You wrote to my mother?”

“Not a long letter, just a note. She’s helped me in other ways as well, did I tell you? It was the dear old girl herself who said, Basset me boy? Let me tell you, fuse wire melts when you get it too hot.

You can’t just use any wire at all, it’s got to be special.”

“Special?”

“Oh, yes indeed, Jane my dear. You don’t think I came up with chrome-nickel wire on my own, do you? Give credit where credit is due. How else but through your mum would I know what to ask for?

 

Now, I’m sort of a tin-cap-insulator wire- packing-material kind of a sod myself. But your mother, Jane? Your mother’s much more sophisticated when it comes to explosives. Oh yes. Did you know she served as an advisor to a key Al Quaeda cell?”

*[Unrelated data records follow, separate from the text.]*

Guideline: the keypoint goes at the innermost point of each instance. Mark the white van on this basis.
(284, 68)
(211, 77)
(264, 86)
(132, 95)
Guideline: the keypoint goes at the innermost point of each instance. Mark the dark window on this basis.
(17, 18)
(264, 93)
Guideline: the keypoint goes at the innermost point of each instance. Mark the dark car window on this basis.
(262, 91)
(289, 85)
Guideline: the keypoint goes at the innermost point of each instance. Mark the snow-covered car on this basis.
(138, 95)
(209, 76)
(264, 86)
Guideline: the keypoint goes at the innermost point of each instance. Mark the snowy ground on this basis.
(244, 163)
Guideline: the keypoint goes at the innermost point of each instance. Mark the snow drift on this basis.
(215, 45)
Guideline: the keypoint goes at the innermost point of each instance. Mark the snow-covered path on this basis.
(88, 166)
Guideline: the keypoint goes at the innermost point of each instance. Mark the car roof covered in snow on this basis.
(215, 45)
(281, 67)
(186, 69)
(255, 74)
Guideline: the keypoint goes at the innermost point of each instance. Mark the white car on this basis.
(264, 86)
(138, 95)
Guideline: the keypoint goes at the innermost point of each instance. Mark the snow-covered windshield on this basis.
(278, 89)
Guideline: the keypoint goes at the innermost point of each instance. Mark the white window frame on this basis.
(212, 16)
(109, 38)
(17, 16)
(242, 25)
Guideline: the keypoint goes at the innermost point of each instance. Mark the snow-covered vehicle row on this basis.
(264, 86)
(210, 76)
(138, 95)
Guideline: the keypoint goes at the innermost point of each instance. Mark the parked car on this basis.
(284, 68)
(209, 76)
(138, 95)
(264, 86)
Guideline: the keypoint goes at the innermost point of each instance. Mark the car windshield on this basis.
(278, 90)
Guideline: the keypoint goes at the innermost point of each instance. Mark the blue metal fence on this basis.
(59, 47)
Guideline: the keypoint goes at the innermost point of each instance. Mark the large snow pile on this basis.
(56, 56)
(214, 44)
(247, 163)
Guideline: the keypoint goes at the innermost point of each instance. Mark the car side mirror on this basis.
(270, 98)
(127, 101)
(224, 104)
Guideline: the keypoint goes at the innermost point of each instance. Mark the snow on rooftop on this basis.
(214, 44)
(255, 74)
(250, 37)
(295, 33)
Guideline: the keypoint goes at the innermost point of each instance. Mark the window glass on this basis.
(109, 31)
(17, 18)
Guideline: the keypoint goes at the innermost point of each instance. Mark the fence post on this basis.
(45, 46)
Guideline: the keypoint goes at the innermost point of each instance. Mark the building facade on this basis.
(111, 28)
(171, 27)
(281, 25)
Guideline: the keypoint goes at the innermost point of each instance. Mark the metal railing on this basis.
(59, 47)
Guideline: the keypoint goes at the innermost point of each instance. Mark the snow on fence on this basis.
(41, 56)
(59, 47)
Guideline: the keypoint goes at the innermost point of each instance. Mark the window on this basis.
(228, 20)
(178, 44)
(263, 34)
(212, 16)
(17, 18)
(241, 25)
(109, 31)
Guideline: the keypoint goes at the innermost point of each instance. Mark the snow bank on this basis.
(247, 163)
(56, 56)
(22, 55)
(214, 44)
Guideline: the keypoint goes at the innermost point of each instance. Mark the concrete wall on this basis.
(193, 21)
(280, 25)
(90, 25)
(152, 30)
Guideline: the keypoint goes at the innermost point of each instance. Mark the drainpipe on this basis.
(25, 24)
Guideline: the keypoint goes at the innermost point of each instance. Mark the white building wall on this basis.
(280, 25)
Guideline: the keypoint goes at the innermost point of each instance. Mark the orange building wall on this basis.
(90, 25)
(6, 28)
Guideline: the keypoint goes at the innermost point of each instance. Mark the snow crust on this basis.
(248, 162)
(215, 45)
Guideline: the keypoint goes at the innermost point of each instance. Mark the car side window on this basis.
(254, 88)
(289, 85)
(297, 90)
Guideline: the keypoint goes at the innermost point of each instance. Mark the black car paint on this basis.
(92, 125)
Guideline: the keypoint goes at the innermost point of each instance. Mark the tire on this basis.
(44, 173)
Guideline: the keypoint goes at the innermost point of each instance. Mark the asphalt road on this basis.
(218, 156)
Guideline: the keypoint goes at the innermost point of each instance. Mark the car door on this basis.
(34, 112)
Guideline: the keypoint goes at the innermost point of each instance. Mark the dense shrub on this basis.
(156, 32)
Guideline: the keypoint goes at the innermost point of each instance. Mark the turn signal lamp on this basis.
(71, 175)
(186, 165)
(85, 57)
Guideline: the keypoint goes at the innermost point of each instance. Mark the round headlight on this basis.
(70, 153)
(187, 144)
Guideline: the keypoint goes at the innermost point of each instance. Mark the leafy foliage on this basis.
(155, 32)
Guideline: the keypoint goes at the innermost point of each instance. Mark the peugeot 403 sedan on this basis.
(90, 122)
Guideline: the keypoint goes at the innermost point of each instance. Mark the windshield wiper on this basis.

“Sophisticated? My mother? What are you talking about?”

“The design, Jane.”

The phone rang in the other room. “That’s probably her right now.

We’re in this together, did I tell you?”

“Tell me what?”

“Oh yes, I’m not going this alone.”

“Should I get it? It’s probably Judah. How much longer are the two of young going to be in Domestic Disputes?”

Bassett answered, “No, let it ring.”

“All right, I’ll get it then, if that’s what you want.”

She returned shortly thereafter. She took the chair across from his, retrieved her cup, sipped from the cup, stared down into the coffee.

“ It’s for you.”

“Who is it?”

“Mum. She said to tell you that copper tubing wasn’t worth piss unless you sealed the firing leads with wax at each end.”

“Who is it really?”

Jane looked up. “Judah. Who do you think?”